O número de partos em mulheres que apresentam um elevado acúmulo cerebral de beta-amilóide, considerado um sinal pré-clínico da doença de Alzheimer, poderia estar relacionado à evolução de certos marcadores cerebrais ao longo do tempo, conforme sugere um estudo do BarcelonaBeta Brain Research Center (BBRC), que não encontrou essa associação em participantes sem patologia amilóide.

“Esses resultados não indicam que ter filhos aumente o risco de desenvolver Alzheimer”, esclareceu Clara Gallay, doutoranda do BBRC e primeira autora do estudo, que enfatizou a necessidade de realizar mais pesquisas para compreender os mecanismos envolvidos.

O trabalho do BBRC concentrou-se no possível impacto da gravidez na doença de Alzheimer, levando em conta que a doença afeta mais as mulheres — que representam dois em cada três diagnósticos —, o que impulsiona a investigação da relação entre variáveis exclusivamente femininas.

Especificamente, a gravidez provoca profundas alterações hormonais, imunológicas e até mesmo cerebrais, chegando a modificar o hipocampo, uma região cerebral fundamental para a memória e uma das primeiras a ser afetada pela doença de Alzheimer.
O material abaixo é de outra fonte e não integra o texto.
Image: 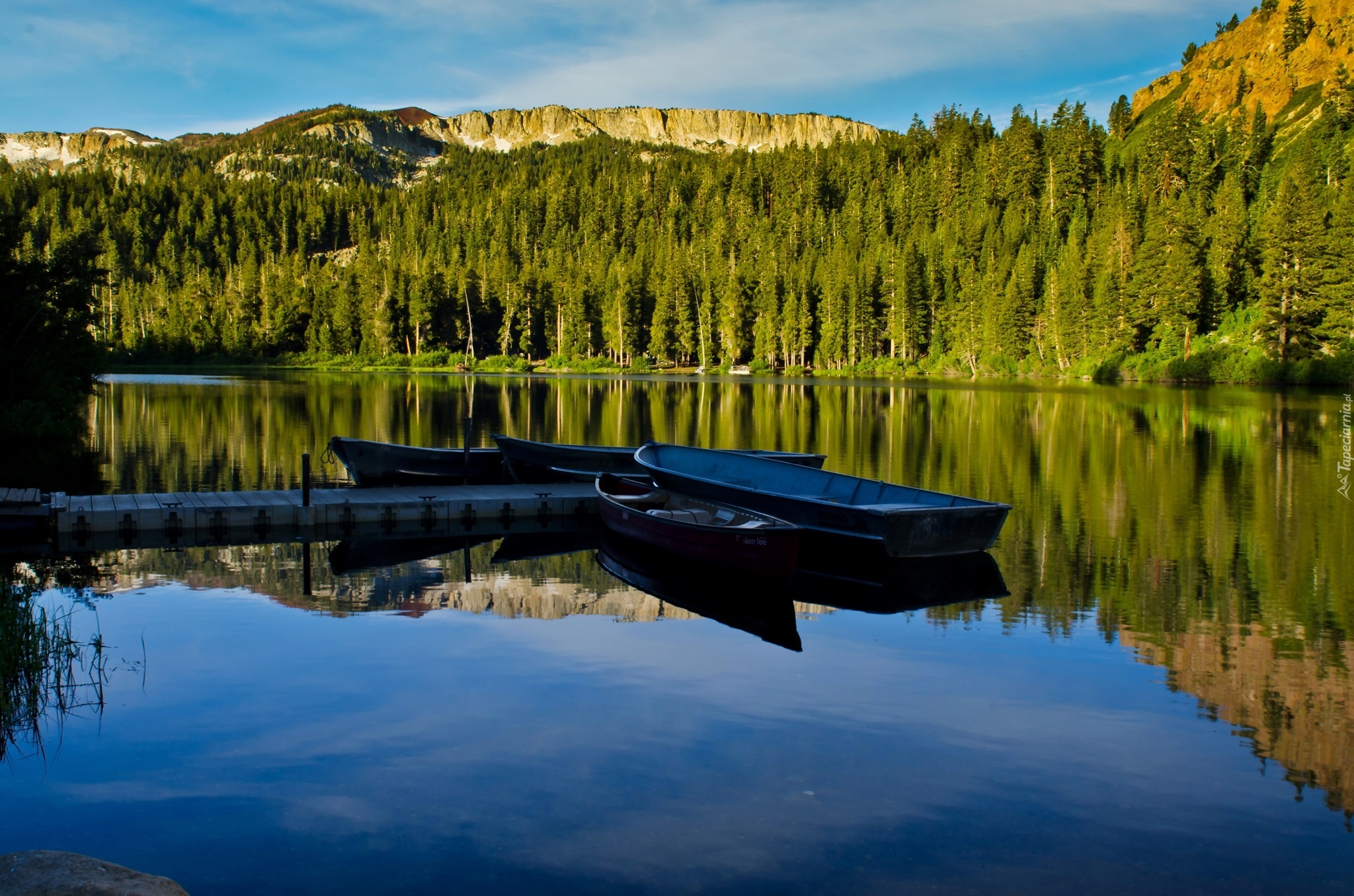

Devido a essa elevada exigência fisiológica, considera-se que a gestação poderia influenciar os processos de envelhecimento e contribuir para explicar parte das diferenças entre homens e mulheres no desenvolvimento da doença.

Os resultados do estudo, publicados na revista “Neurology”, sugerem que o histórico reprodutivo relacionado à gravidez poderia interagir com algumas alterações cerebrais que ocorrem nas fases mais precoces da doença de Alzheimer, o que reforça a importância de incorporar fatores específicos relacionados às mulheres na pesquisa sobre a prevenção e a detecção precoce da doença.

Para a realização do estudo, o BBRC contou com dados de 254 mulheres na pós-menopausa da coorte “ALFA+”, promovida pela Fundação La Caixa, que acompanha voluntárias sem comprometimento cognitivo e, em sua maioria, descendentes em primeiro grau de uma pessoa com Alzheimer.

RESULTADOS PRELIMINARES

A pesquisadora de pós-doutorado do BBRC e autora correspondente do estudo, Anna Brugulat, enfatizou que os resultados obtidos são “preliminares” e requerem confirmação por meio de pesquisas com coortes mais amplas. “Para podermos estabelecer causalidade, precisamos de mais estudos, com maior tamanho amostral, medições hormonais diretas e acompanhamentos mais prolongados”, afirmou.

Apesar de ser um primeiro passo, Brugulat mostrou-se convencida de que compreender melhor o papel dos fatores reprodutivos nas fases mais precoces do Alzheimer é “fundamental” para avançar em direção a estratégias de prevenção mais personalizadas.

O BBRC destacou a importância do estudo, pois, conforme precisou, apenas duas pesquisas anteriores haviam abordado a relação entre o número de partos e a função cognitiva, incluindo biomarcadores específicos da doença de Alzheimer.

A pesquisa recente marca, além disso, o início de um programa de trabalho focado em compreender melhor como o histórico reprodutivo e outras variáveis específicas do sexo feminino podem influenciar os processos cerebrais durante os estágios iniciais da doença. As hipóteses incluem fatores biológicos, como as alterações hormonais acumuladas durante as gestações, bem como aspectos sociais ou de estilo de vida relacionados à criação dos filhos.

Os pesquisadores acreditam que a identificação das variáveis que influenciam a trajetória cognitiva das mulheres ajudará a otimizar o diagnóstico precoce e a consolidar uma medicina mais precisa e personalizada no futuro, especialmente se for possível obter conhecimento sobre os estágios iniciais da doença de Alzheimer, quando ainda há oportunidade de intervenção.